Inidcations for prenatal diagnosis in relatives of patients with neural tube defects

Abstract

We have reviewed the family histories of children with neural tube defects to determine which relatives are at sufficient risk to be offered amniocentesis for prenatal diagnosis. The recurrence risks for sibs was 6%; therefore, women with one affected child should be made aware of the availability of this test for monitoring subsequent pregnancies. The empiric recurrence risks for various groups of second and third degree relative exceeds 1% only for mothers' sisters' children. The lower values for the other groups may reflect either true biologic differences of reporting biases. Unit the matter is clarified, all sibs of affected children and all sibs of the parents of affected children should be informed of the availability of amniocentesis for monitoring their (or their spouse's) pregnancies.
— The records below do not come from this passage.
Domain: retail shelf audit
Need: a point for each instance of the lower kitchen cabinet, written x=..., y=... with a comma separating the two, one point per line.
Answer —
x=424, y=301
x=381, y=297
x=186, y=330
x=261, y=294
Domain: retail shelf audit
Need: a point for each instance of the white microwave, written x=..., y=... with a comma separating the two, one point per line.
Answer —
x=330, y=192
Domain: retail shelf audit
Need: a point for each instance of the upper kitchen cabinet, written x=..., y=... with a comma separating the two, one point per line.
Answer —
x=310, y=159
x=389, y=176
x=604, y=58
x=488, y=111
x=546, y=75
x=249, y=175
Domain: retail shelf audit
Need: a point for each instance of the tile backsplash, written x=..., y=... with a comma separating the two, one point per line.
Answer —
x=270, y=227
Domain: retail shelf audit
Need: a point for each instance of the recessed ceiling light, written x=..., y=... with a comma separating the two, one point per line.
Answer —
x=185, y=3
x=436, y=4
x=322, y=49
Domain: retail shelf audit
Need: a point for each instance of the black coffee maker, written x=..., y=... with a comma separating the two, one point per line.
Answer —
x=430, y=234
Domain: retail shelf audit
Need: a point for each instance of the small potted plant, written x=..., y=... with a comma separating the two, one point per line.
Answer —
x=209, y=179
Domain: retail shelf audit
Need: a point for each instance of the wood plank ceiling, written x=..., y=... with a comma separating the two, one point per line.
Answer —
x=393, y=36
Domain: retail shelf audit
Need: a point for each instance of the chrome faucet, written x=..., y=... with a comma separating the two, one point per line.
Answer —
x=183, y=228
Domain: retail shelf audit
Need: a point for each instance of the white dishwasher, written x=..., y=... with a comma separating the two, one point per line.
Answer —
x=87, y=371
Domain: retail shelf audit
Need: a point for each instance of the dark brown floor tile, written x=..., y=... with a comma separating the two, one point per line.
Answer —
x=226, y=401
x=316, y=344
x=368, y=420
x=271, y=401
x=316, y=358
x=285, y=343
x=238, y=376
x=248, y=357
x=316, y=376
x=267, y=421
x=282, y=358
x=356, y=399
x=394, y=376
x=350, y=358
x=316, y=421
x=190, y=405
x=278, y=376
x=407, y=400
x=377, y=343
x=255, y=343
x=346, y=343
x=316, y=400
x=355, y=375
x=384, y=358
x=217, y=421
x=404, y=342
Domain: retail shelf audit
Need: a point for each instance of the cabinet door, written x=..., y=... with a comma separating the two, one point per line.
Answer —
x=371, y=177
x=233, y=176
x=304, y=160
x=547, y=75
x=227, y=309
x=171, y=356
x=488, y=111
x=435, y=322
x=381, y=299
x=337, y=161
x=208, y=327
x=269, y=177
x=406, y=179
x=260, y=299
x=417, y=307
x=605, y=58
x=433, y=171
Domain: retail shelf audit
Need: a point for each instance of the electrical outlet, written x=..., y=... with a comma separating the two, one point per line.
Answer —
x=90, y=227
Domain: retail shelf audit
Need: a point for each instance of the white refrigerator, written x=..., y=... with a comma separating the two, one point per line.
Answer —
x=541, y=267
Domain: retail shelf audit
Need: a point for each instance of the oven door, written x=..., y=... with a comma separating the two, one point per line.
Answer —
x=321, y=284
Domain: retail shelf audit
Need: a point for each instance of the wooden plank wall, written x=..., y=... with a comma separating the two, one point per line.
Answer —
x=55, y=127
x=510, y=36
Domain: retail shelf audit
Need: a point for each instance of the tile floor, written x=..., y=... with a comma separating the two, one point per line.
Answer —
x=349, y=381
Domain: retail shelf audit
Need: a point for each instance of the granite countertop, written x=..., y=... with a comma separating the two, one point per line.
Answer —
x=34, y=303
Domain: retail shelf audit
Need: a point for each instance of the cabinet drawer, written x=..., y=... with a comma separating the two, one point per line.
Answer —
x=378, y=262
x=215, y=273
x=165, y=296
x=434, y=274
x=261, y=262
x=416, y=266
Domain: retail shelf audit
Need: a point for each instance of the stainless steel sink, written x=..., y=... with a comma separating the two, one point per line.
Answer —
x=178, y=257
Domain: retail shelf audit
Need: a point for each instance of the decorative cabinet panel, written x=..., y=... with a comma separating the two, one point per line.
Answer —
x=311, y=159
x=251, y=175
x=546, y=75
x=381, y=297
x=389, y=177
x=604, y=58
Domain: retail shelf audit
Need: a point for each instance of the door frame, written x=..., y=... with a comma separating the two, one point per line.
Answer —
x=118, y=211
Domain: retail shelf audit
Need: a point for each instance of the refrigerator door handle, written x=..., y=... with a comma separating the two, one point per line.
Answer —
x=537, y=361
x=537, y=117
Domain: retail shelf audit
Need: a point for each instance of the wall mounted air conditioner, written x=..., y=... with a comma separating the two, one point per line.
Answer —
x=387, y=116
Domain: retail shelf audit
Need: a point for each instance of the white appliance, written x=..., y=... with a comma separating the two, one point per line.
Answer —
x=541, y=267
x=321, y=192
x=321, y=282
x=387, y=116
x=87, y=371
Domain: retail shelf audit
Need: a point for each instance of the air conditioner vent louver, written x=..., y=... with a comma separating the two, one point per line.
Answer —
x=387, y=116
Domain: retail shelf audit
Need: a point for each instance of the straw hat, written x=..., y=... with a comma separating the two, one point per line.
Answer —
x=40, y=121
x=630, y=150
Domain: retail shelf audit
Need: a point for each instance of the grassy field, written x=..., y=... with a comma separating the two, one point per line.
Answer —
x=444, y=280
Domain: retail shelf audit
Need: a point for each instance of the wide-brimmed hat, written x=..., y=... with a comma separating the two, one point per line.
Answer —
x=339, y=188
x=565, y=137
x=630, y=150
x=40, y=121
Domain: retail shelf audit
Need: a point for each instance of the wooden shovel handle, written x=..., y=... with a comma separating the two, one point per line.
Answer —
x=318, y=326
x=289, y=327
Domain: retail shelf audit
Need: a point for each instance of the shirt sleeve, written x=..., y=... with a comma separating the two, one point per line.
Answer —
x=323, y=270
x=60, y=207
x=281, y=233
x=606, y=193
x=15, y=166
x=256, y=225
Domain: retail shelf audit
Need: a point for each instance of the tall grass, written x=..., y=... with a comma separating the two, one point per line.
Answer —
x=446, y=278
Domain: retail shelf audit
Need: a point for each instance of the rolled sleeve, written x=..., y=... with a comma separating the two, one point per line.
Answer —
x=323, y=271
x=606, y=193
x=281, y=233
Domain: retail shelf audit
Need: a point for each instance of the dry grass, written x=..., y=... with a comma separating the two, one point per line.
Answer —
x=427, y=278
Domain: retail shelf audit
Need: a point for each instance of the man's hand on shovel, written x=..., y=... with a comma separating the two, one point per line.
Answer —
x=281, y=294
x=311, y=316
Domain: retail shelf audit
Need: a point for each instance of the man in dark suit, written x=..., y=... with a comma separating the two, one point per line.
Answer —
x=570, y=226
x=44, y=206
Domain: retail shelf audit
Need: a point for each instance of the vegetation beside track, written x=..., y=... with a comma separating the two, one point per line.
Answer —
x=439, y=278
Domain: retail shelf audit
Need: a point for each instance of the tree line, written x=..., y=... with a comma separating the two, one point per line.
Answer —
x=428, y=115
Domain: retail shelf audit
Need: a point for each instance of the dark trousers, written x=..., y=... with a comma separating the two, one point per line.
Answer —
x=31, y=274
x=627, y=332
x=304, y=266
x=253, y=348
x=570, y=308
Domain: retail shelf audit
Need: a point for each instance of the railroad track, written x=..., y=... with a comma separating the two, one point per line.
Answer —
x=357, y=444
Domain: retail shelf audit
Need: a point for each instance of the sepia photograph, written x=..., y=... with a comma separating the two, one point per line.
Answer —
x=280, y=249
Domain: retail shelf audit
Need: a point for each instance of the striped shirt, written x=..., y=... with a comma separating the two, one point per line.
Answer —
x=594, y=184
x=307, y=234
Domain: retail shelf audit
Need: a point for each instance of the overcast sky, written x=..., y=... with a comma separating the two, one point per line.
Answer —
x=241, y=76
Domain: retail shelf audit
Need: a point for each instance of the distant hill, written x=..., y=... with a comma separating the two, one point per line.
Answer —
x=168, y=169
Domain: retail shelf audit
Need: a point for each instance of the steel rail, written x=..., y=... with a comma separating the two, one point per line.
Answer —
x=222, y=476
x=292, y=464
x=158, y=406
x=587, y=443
PIP: To assess the risk for 2nd- and 3rd-degree relatives of patients with open neural tube defects and thereby identify appropriate candidates for prenatal diagnosis, the histories of 133 families having at least 1 offspring with anencephaly or spina bifida and 13 having disorders unrelated to neural tube defects were reviewed. Mothers of the affected children had a total of 598 pregnancies yielding 364 full and 13 half sibs (12.5% miscarriage rate). 22 of the full sibs were themselves affected with anencephaly or spina bifida, giving a 6% overall recurrence rate among sibs. This statistic is higher than the 4-5% usually cited, due perhaps to the small sample size or the high prevalence of these disorders in the Quebec population. Previous miscarriage does not seem to be a significant factor in determining recurrence risk. The defect rate among 1st cousins (parents' sibs' children) was 0.7% overall, with the rate for maternal cousins (0.9%) higher than that for paternal cousins (0.5%) and the risk for mothers' sisters' children (1.3%) especially high. There were no cases of neural tube defects among mothers' sibs, but a 0.7% rate among fathers' sibs, giving an overall risk of 0.4% for 2nd-degree relatives. This finding is striking since recall biases and a maternal effect should enrich the sample for affected sibs of the mother. It is concluded that although the recurrence risk exceeds 1% (the current criteria for candidates for prenatal testing) only for mothers' sisters' children, all 2nd- and 3rd-degree relatives should be given the option of amniotic AFP testing until it can be determined whether the lower risk values for other groups reflect true biologic differences or reporting biases.